I posted the below to another thread and it was somewhat off topic so what I would like to do is bring that discussion over to this thread where it's more appropriate. If anything of substance becomes of it I will then update the opening post to clearly explain what we come up with.
So below is a cut and paste from another thread and the direction I would like to take the efforts of this thread.
---------------------- --------------------------- ------------------- --------------------
I have advocated for a long time forget the silly commercial paint names and forget looking for a magic color chip at your favorite paint store to be a neutral gray. All these paints are formulated to please the eye and in order to do that some subtle color is required. No one paints a room flat black normally and no one wants to paint one a devoid of color neutral gray. I advocated lamp black in white base as did Bombadilhttp://archive.avsforum.com/avs-vb/...threadid=344875http://archive.avsforum.com/avs-vb/...threadid=418361
His first thread was LB and white and he devised a simple numbering system I always liked to identify the level of gray. He then identified that LB and white was not a true neutral and somehow felt raw umber was the magic bullet. I never quite bought into the raw umber but had no way to disprove its claims also.

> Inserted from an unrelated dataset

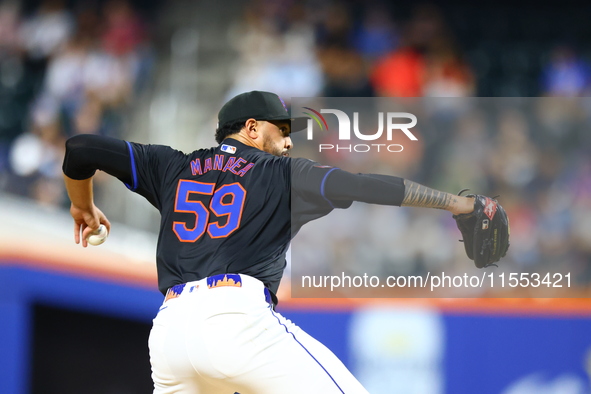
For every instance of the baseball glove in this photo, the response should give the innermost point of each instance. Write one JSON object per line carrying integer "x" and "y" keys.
{"x": 485, "y": 231}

Now we are learning yellow oxide may be a better pick. That's been a long time in coming and as Tiddler said it's a fall out of the experimentation over in the RGB thread. I don't have access to color testing equipment, but I would hope and ask of the members that do to see if a closer neutral gray can be made of paint store pigments white base, LB, and yellow oxide. The white base being a constant, then some constant proportion of the other two equated to a RGB outcome.
The additional item of improvement I chose to include in my simple solution thread was the addition of poly alone to the paint as a sheen adjuster. That's what I was really adding or trying to add beyond the Bombadil threads. That and a detail of the methodology one could follow to achieve a simple screen paint in one can that is easy to apply and would be adjustable to many projectors and screen sizes with different ambient levels of room light.
Like all things there are limitations to this and it's really for the guy that's able to be around the unity gain maybe a little more or a fair amount less.
One question I have had in the back of my mind and it deals with how pure a RGB number has to be to be considered good. I'm pretty sure a RGB of 180 180 181 would be good but really how bad is a 180 180 185 say?
Does anyone have the ability to look at the average projectors ability to correct for tiny changes in a neutral gray RGB and say we are grasping at straws when we worry about a change of X amount. I noticed the commercial screens tested all are far form neutral based on the exacting standards we seem to be placing on ourselves.
When raw umber was the corrective agent of choice I couldn't detect any difference with it in the mix or replaced with LB. Now that it may become yellow oxide I guess I'll have to try it and see.